Déjà Cherbourg était promu par le décret du 19 juillet 1811 chef-lieu d’un nouvel arrondissement comprenant les cantons de Beaumont, Cherbourg, les Pieux, Octeville et Saint-Pierre-Eglise, au détriment de Valognes. Le même décret y avait établi un tribunal de première instance. Tant de faveurs, incitèrent des Cherbourgeois à proposer que la ville soit rebaptisée Napoléonbourg, plus tard que les cendres de l’empereur y fassent escale, quelques années après que l’on dresse une statue équestre à la gloire de l’artisan de la rapide et profonde mutation de la ville.

 
   

Cherbourg rue Emanuel Liais Préfecture maritime, collection LPM CPA 1900

 
     
 

Une résurgence monarchique

 

Napoléon 1er par ce voyage de travail et d’apparat renouait avec l’Ancien Régime. Non seulement il réalisait des travaux envisagés ou ébauchés avant 1789, mais il faisait démonstration d’une autorité monarchique et dynastique, à laquelle l’Eglise catholique et la noblesse, ancienne et surtout nouvelle, apportaient leur cautionnement. Le souverain venait en Normandie recevoir l’hommage de ses sujets qui reproduisaient le geste de leurs pères. Mêmes cérémoniaux que lors de la venue de Louis XVI en 1786, lorsque du 22 au 26 juin il séjourna dans le Cotentin pour assister à l'immersion d’un neuvième cône au large de Cherbourg, dans le cadre de l’édification de la digue.
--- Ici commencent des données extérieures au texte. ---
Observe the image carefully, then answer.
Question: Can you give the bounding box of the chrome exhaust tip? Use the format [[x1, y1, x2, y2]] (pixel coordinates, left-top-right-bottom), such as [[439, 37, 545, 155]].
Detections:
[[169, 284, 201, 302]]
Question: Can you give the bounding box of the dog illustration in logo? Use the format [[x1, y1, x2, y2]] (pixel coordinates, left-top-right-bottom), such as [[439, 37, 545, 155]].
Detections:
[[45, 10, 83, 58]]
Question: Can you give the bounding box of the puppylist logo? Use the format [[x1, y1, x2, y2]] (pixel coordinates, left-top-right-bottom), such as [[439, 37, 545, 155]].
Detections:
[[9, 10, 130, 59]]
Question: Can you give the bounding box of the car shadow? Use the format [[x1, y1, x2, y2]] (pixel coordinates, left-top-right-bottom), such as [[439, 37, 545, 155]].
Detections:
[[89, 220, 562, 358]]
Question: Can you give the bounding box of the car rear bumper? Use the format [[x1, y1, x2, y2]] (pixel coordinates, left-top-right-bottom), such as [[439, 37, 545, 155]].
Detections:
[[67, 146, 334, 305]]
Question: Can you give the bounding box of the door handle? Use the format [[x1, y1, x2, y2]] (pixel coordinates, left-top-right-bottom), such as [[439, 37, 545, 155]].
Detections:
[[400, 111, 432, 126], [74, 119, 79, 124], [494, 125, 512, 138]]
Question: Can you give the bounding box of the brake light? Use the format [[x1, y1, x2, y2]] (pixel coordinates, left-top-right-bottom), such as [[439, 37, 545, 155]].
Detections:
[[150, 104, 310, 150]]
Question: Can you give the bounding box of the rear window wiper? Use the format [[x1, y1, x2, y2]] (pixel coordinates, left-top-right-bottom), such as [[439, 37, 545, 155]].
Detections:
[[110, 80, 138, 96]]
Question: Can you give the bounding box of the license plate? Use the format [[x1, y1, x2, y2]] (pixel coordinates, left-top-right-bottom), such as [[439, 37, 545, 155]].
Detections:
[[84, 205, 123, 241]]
A Saint-Lô, Carentan, Valognes, Cherbourg les habitants avaient déjà déployé autant d’ardeur à l’embellissement de leur ville, les corps constitués s’étaient portés aussi respectueusement au devant du roi et de son entourage, moins imposant alors, le maire lui avait remis symboliquement les clés avec la même déférence, l’avait assuré de la même fidélité indéfectible de l’ensemble des habitants Trois années après leur séjour dans la Manche, Louis XVI et Napoléon 1er, l’un comme l’autre, abdiquaient leur pouvoir absolu.